Il est en effet nécessaire de restaurer la confiance entre les élus et nos concitoyens. Ceux-ci sont aujourd'hui très éloignés de la chose publique et se méfient de leurs représentants, ce qu'ils ont fermement exprimé en particulier lors des récents scrutins. Cette expression de défiance laissera des traces durables. Du côté des élus, ce sentiment de méfiance est difficile à supporter. Il est extrêmement désagréable d'être vus comme des voleurs de poules, alors que la plupart, voire la totalité, d'entre nous, ne volent rien et essayent d'exercer honnêtement leurs fonctions, de mener honnêtement leur vie. Il ne peut exister de confiance que si les deux parties collaborent pour la rétablir.
Tel qu'il est rédigé, le projet de loi est un catalogue de mesures sans principe fondateur. Je voudrais donc en citer trois.
Tout d'abord, la sphère publique englobe différents acteurs ; le champ du projet de loi est à mes yeux trop restreint. Il est clairement antiparlementaire ; et beaucoup d'articles traitent de l'exercice du mandat de député, mais pas des sénateurs, ni des autres élus, ni d'ailleurs des autres responsables publics, notamment des fonctionnaires. Cela constitue à mon sens un manque grave.
Ainsi, on dit qu'il faut supprimer la réserve parlementaire parce qu'elle ne serait pas transparente ; or son attribution est publiée tous les ans sur le site de l'Assemblée nationale, et certains députés dont je fais partie ont publié la répartition de leur propre réserve par tous les moyens possibles, dans la presse locale par exemple. Et c'est en arguant du fait qu'elle est publiée sur internet que vous défendez la réserve ministérielle ! Cet argument, qui concerne tout aussi bien la réserve présidentielle, puisque l'on sait qu'une partie des fonds précédemment gérés par le ministère de l'intérieur l'est maintenant à l'Élysée, n'est donc pas recevable.
Je voudrais également évoquer la nécessité, pour tout député, de présenter une situation fiscale sans tache. Cela me paraît normal ; mais pourquoi cela ne concernerait-il pas tous les élus qui prennent des décisions en matière fiscale, qui votent des taux, des budgets, des contributions ? Si cette mesure n'est pas clairement antiparlementaire, je ne sais pas lire ce texte.
Le deuxième principe que je voudrais replacer au coeur de l'examen du projet de loi, c'est celui de la territorialisation de l'élu, et en particulier du député. Avec la disparition de la réserve parlementaire et le pis-aller proposé par le Sénat, vous mettez fin au lien entre le député et le territoire, lien qui se faisait par l'attention portée aux associations. La fin de l'IRFM marque, quant à elle, le peu de considération que vous accordez aux différences qui peuvent exister entre un élu d'Île-de-France et celui d'une province éloignée : les dépenses, les besoins, les exigences ne sont évidemment pas les mêmes. C'est faire peu de cas des nuances qui existent entre les territoires.

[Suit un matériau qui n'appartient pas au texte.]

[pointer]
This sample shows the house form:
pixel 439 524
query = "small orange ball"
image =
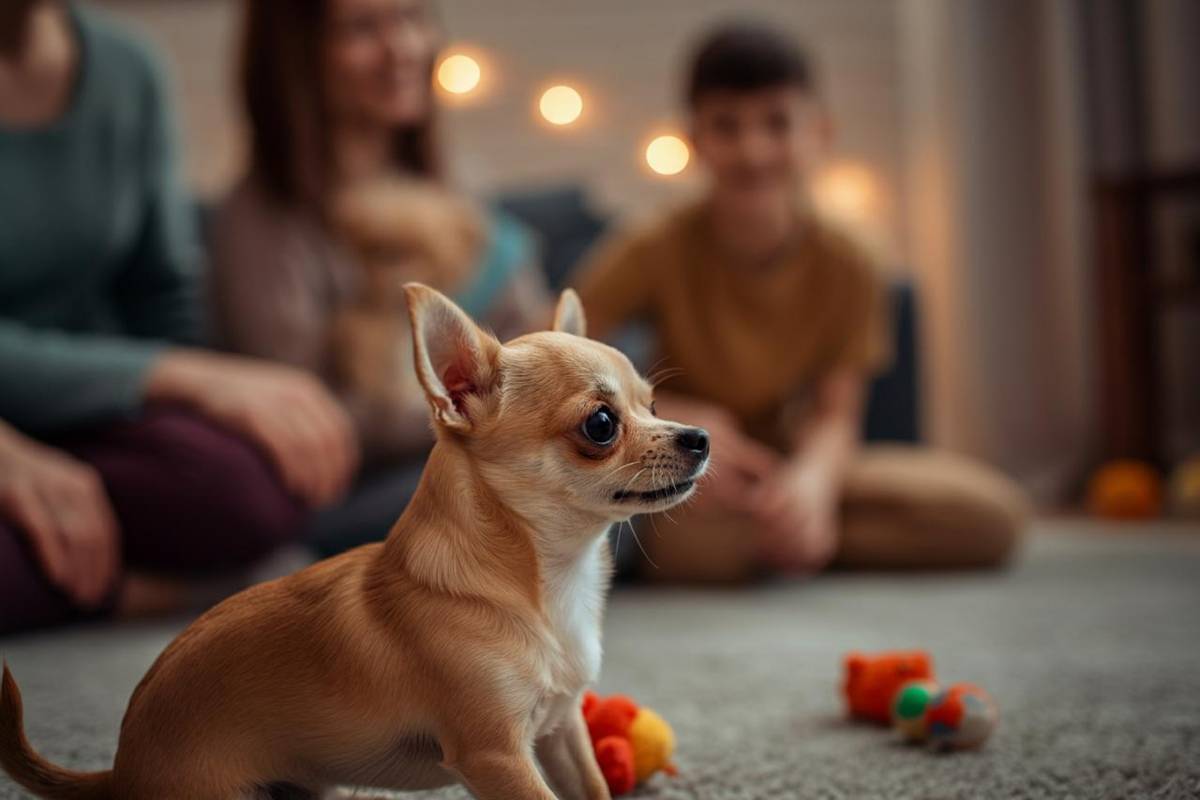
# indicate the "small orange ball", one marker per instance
pixel 1126 489
pixel 611 716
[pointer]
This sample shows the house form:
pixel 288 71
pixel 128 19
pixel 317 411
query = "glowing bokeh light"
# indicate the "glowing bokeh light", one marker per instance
pixel 667 155
pixel 561 104
pixel 460 73
pixel 847 191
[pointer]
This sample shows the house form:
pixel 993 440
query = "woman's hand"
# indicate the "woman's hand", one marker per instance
pixel 286 411
pixel 60 505
pixel 738 465
pixel 797 512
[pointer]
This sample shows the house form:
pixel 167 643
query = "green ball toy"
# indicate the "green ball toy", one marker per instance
pixel 909 709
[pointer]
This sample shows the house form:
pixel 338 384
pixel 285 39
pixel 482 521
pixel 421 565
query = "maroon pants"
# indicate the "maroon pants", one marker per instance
pixel 190 498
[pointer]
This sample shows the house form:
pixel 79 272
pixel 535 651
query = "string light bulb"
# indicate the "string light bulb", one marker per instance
pixel 460 73
pixel 667 155
pixel 561 104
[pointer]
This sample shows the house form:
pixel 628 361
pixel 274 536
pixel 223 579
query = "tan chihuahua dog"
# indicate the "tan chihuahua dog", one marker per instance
pixel 457 649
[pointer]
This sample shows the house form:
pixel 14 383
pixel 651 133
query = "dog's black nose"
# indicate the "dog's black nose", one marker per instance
pixel 694 441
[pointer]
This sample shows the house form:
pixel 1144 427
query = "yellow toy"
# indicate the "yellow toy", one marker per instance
pixel 631 743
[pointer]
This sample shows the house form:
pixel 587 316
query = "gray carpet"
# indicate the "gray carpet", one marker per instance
pixel 1091 647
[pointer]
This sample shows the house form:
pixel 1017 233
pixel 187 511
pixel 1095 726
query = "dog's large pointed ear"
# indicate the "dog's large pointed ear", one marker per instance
pixel 455 360
pixel 569 316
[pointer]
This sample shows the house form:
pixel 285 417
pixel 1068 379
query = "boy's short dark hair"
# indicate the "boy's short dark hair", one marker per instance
pixel 745 56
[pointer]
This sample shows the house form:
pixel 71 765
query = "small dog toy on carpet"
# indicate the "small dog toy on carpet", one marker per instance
pixel 900 689
pixel 631 743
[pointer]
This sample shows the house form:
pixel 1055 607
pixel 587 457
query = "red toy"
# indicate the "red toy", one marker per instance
pixel 873 680
pixel 630 743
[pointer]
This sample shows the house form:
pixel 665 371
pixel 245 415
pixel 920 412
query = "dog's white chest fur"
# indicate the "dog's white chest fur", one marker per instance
pixel 574 593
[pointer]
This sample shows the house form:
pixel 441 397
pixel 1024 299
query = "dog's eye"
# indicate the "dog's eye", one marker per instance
pixel 601 426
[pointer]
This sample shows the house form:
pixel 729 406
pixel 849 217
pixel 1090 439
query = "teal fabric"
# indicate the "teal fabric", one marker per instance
pixel 509 250
pixel 99 254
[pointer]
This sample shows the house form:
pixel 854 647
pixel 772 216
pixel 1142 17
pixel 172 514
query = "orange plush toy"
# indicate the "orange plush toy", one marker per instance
pixel 873 680
pixel 630 743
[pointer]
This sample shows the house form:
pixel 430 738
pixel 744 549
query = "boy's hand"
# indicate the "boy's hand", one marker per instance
pixel 59 503
pixel 797 510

Le troisième principe, qui me paraît essentiel, et qui est gommé par ce texte, c'est celui de la liberté et de l'indépendance de l'élu dans l'exercice de son mandat. De là devrait pourtant découler toute décision sur les moyens alloués. Ainsi, s'agissant des frais relatifs au mandat, l'existence d'un contrôle est normale ; mais qui jugera de l'opportunité de la dépense ?
Ces trois principes guideront les amendements que je défendrai.